Saturday 11 October 2008

an oak tree, Oct 10, 2008 ****


an oak tree 
by Tim Crouch, Melbourne International Arts Festival
When & Where: Oct 10 to 13, 2008
Reviewer: Kate Herbert
Stars:****

Tim Crouch’s play, an oak tree, allows the audience to experience the evolution of a theatrical performance. Although we do not participate directly, we are complicit in the piece as it unfolds before us. 

The narrative being enacted is only one component of the whole performance.

It is about a hypnotist (Crouch) presenting his live show to a pub audience. On this particular night, one of his on-stage guinea pigs is the devastated father (Jane Turner) of a child that the hypnotist killed in a car accident three months earlier.

What makes this performance so compelling is the fact that the second actor (turner) in the show arrives on stage without having ever seen a script, hard the story, been apprised of the character he or she is to play and without any rehearsal.

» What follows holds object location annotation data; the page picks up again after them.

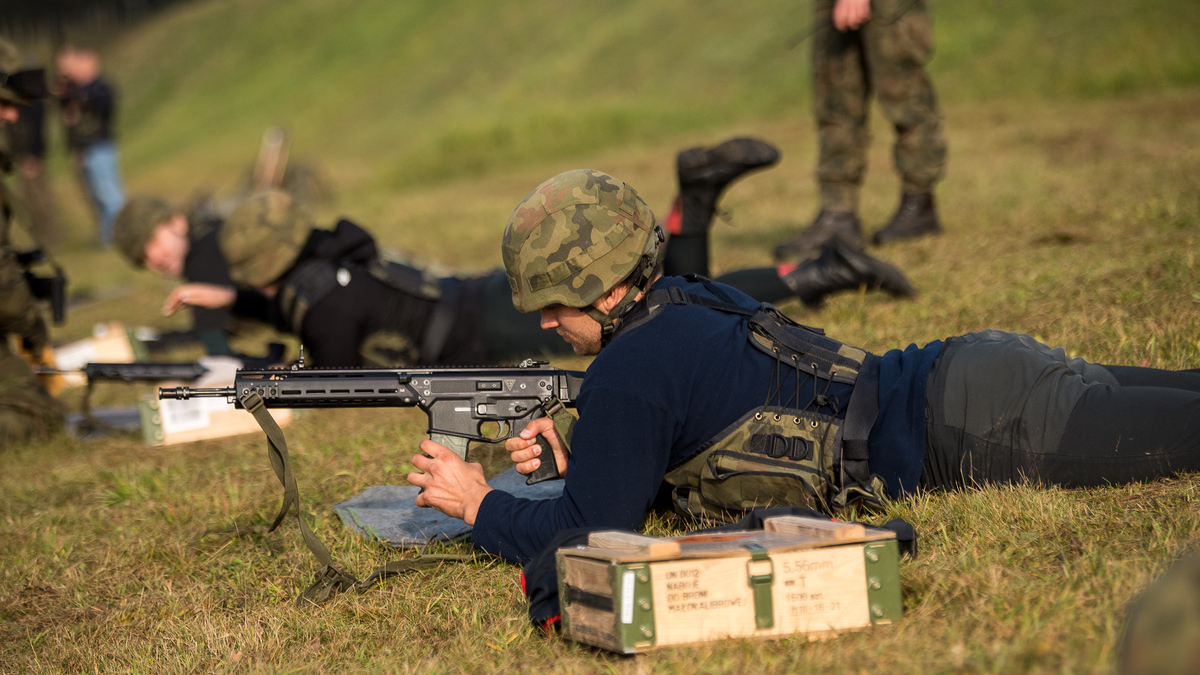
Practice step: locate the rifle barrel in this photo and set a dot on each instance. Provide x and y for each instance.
(185, 393)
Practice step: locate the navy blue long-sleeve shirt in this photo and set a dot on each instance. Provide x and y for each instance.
(651, 399)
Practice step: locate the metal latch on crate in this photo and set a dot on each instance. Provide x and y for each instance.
(761, 584)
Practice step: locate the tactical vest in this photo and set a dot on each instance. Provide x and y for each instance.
(313, 280)
(783, 453)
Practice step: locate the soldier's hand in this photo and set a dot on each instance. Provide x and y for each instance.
(849, 15)
(199, 296)
(448, 483)
(526, 453)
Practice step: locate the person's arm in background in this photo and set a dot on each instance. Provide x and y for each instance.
(850, 15)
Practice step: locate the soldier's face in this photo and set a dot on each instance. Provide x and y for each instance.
(167, 248)
(9, 113)
(580, 330)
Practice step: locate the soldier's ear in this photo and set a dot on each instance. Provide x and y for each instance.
(610, 299)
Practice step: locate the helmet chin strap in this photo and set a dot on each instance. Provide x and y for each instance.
(649, 261)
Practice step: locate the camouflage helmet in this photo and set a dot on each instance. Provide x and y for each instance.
(1162, 633)
(263, 238)
(135, 225)
(18, 83)
(576, 237)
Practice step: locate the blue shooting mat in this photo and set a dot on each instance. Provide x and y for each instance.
(389, 513)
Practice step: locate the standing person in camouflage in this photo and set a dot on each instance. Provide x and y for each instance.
(27, 139)
(859, 48)
(27, 411)
(89, 114)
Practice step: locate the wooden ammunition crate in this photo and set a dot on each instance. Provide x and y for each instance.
(171, 422)
(109, 342)
(631, 593)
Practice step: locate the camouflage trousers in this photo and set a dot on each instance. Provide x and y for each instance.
(886, 57)
(27, 411)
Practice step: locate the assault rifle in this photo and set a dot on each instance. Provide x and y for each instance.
(126, 372)
(459, 401)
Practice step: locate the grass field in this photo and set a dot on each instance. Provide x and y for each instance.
(1072, 205)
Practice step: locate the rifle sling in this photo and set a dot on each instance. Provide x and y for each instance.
(330, 580)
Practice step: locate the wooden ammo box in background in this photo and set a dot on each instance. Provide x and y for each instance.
(167, 423)
(630, 593)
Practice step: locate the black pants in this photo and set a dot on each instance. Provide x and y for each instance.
(1002, 407)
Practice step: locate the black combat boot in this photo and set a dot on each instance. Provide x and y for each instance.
(825, 228)
(706, 172)
(841, 268)
(915, 217)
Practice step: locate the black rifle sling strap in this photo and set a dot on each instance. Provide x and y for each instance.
(331, 579)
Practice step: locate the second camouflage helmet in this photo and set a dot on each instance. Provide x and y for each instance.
(576, 237)
(263, 238)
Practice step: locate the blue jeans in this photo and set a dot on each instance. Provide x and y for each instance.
(102, 175)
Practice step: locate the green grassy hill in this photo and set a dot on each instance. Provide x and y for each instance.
(423, 90)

There is perhaps nothing more fascinating to watch than the mind of an actor in a whirl as she listens, thinks, imagines and then acts. We are witnessing the moment of creativity without any mediating action or preparation, as we do when watching truly improvised performance. It is magical and we are not only present but complicit in the moment of creation.

Crouch chats directly to us before the narrative itself begins. During the performance he guides his guest, Turner, by direct instructions, over an earpiece or through reading from a script. What we see is both the narrative of he two actors interacting as if in rehearsal and the story of the emotionally crippled father confronting his grief and the man who caused it.

an oak tree has a piercing and poignant quality. Both characters are damaged by their experience of the car accident. The hypnotist is no longer in control of his performance and the father is removed from his wife and younger child because he imagines his dead daughter alive in shape of the oak tree at the site of her death.

Each performance of an oak tree will be a new experience for all because every actor will embody the character differently and engage with Crouch and the audience in his or her own way.

This is my treat for this year’s Melbourne Festival. Nothing else will come near it for sheer emotional truth and immediacy.